Gas had escaped silently into the walls, waiting for the right moments. It polluted the shaky mind of a warrior tormented by his past, it stole the breath from a cooing babe in his cradle, the meager reminder of structural stability in an old woman’s heart and lastly, it belched hellfire into the quiet apartment of a mourning parent.
The mother of the dead infant wasn’t able to think of a truly beautiful thing before the flames bled into her kitchen. A simple distraction moved through her mind.

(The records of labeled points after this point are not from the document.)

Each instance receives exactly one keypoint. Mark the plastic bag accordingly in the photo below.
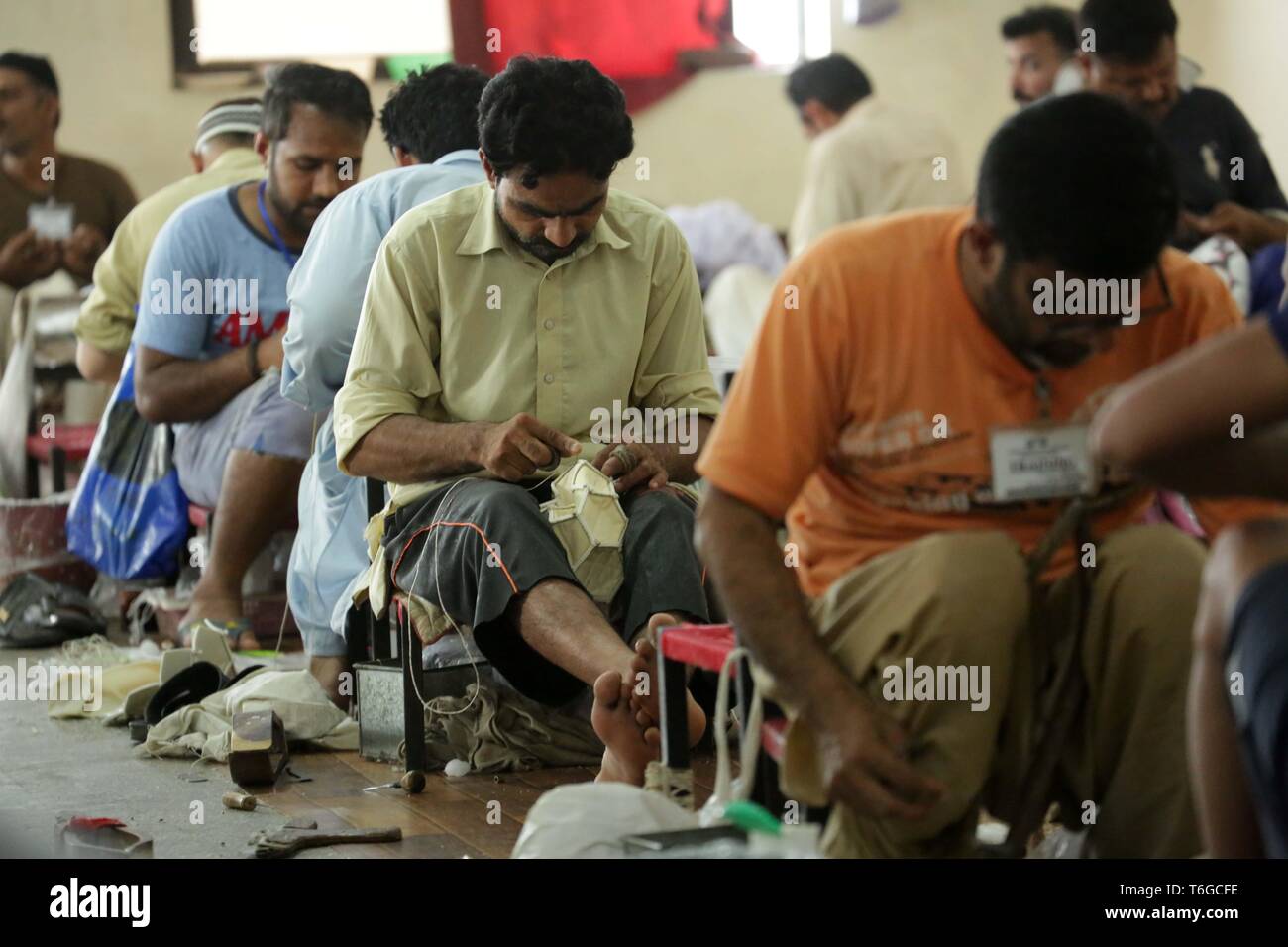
(129, 517)
(590, 819)
(17, 393)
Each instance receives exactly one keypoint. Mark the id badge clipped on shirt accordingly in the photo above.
(1044, 462)
(52, 221)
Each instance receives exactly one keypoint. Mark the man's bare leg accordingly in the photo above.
(562, 624)
(644, 668)
(257, 499)
(1225, 808)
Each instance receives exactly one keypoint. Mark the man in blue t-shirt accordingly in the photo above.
(430, 124)
(211, 318)
(1214, 421)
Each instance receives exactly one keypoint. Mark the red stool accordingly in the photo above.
(69, 442)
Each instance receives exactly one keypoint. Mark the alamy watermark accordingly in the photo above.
(913, 682)
(76, 684)
(1074, 296)
(194, 296)
(651, 425)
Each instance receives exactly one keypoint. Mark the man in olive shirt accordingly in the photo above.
(222, 155)
(34, 171)
(500, 321)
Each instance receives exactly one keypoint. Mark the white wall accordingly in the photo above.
(728, 133)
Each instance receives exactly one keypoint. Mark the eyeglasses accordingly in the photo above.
(1103, 321)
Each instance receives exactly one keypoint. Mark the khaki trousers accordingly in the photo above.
(952, 599)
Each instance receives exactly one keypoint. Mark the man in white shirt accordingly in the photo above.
(429, 125)
(867, 158)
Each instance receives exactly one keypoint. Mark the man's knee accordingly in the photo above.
(658, 509)
(490, 501)
(979, 586)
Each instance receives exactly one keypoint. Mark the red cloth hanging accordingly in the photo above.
(634, 43)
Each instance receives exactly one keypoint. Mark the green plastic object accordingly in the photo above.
(402, 65)
(754, 818)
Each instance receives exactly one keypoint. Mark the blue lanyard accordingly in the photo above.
(277, 237)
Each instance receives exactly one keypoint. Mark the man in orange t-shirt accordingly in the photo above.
(910, 646)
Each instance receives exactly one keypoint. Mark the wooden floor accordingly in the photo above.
(465, 817)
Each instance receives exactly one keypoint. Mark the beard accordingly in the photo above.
(539, 247)
(297, 217)
(1010, 325)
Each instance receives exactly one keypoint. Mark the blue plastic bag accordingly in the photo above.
(129, 517)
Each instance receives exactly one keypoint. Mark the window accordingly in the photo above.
(786, 31)
(222, 37)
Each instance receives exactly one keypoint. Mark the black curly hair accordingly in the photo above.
(552, 116)
(1083, 180)
(336, 93)
(434, 111)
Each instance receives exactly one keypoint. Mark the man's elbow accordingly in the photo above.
(149, 402)
(1117, 441)
(98, 365)
(717, 518)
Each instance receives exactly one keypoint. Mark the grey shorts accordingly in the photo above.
(475, 574)
(259, 420)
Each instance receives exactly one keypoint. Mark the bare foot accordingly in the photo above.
(220, 611)
(626, 751)
(644, 671)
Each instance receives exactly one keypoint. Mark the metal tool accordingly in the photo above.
(412, 783)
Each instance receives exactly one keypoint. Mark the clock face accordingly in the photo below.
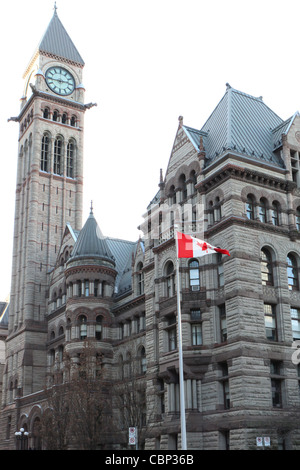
(60, 81)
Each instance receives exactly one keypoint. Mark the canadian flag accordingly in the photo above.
(190, 247)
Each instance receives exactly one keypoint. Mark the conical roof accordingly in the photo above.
(242, 123)
(56, 41)
(91, 243)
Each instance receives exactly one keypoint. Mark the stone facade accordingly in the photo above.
(240, 313)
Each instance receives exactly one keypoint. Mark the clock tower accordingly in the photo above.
(48, 196)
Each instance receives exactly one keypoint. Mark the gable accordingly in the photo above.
(184, 155)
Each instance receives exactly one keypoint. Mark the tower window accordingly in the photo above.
(45, 153)
(57, 167)
(70, 160)
(98, 329)
(46, 113)
(83, 326)
(194, 275)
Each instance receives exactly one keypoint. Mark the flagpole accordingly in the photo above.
(181, 381)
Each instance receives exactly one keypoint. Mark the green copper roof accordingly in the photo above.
(56, 41)
(244, 124)
(91, 243)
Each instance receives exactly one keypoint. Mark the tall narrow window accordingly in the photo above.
(172, 335)
(220, 269)
(143, 361)
(223, 323)
(250, 207)
(292, 272)
(70, 159)
(82, 327)
(295, 318)
(196, 327)
(263, 210)
(298, 218)
(270, 322)
(45, 153)
(194, 275)
(98, 329)
(266, 268)
(140, 279)
(183, 187)
(170, 279)
(275, 213)
(57, 166)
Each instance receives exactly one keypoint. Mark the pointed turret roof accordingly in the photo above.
(57, 42)
(91, 243)
(241, 123)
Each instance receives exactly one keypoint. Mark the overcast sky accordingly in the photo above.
(147, 63)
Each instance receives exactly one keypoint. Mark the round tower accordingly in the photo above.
(90, 278)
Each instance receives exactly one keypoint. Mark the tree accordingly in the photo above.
(79, 409)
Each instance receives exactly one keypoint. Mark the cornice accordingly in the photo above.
(248, 174)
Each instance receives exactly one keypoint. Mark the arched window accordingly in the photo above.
(183, 186)
(250, 207)
(143, 362)
(57, 165)
(263, 210)
(46, 113)
(266, 268)
(82, 327)
(193, 179)
(172, 195)
(98, 328)
(194, 275)
(170, 279)
(218, 209)
(292, 272)
(70, 159)
(140, 279)
(45, 153)
(220, 269)
(298, 218)
(275, 213)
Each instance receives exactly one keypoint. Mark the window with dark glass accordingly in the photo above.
(270, 321)
(263, 210)
(292, 272)
(266, 268)
(194, 275)
(98, 328)
(250, 208)
(196, 327)
(172, 333)
(57, 164)
(45, 153)
(275, 213)
(82, 327)
(70, 160)
(295, 319)
(223, 323)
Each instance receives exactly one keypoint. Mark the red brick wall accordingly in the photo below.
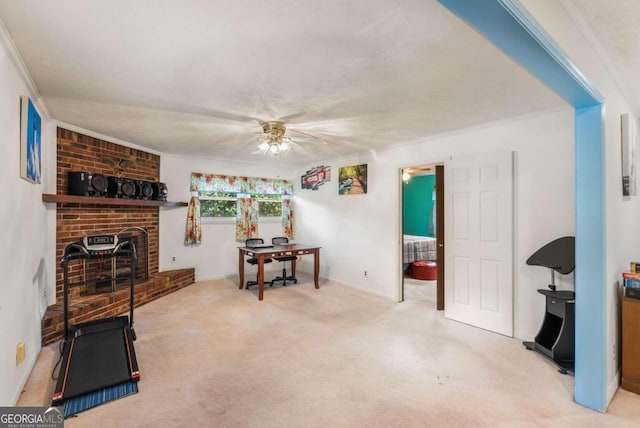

What’s that knocking sound? She thought. The woman who wasn’t Sicily had thought of a rose wrapped in a paper napkin, she thought of how she hadn’t so much as breathed human air until she’d breathed the air of a perfumed taxi, she hadn’t used lips until she smiled at a miserable man. The two women caught fire, one burned like meat, spitting with fat and the other burned like kindling. The strong magic that held body together broke readily in the flames, releasing the souls it’d stolen in the later days: old woman, the wheezing babe, the tortured veteran, the heavyset landlord. The man exited his apartment into a fiery hallway, the cat hissing in terror at the crackling flames. The man scooped his cat up and walked calmly away. As the flames devoured the apartment complex, his mind turned to the moment of Sicily’s death, she had burned in an apartment fire, herself.
All his considerable magicks couldn’t bring her back, he realized. The more he fooled himself that it was her, the less of his will he’d impose upon it.
He was a good father, he thought. He wanted his daughter, but he wanted his daughter to be free.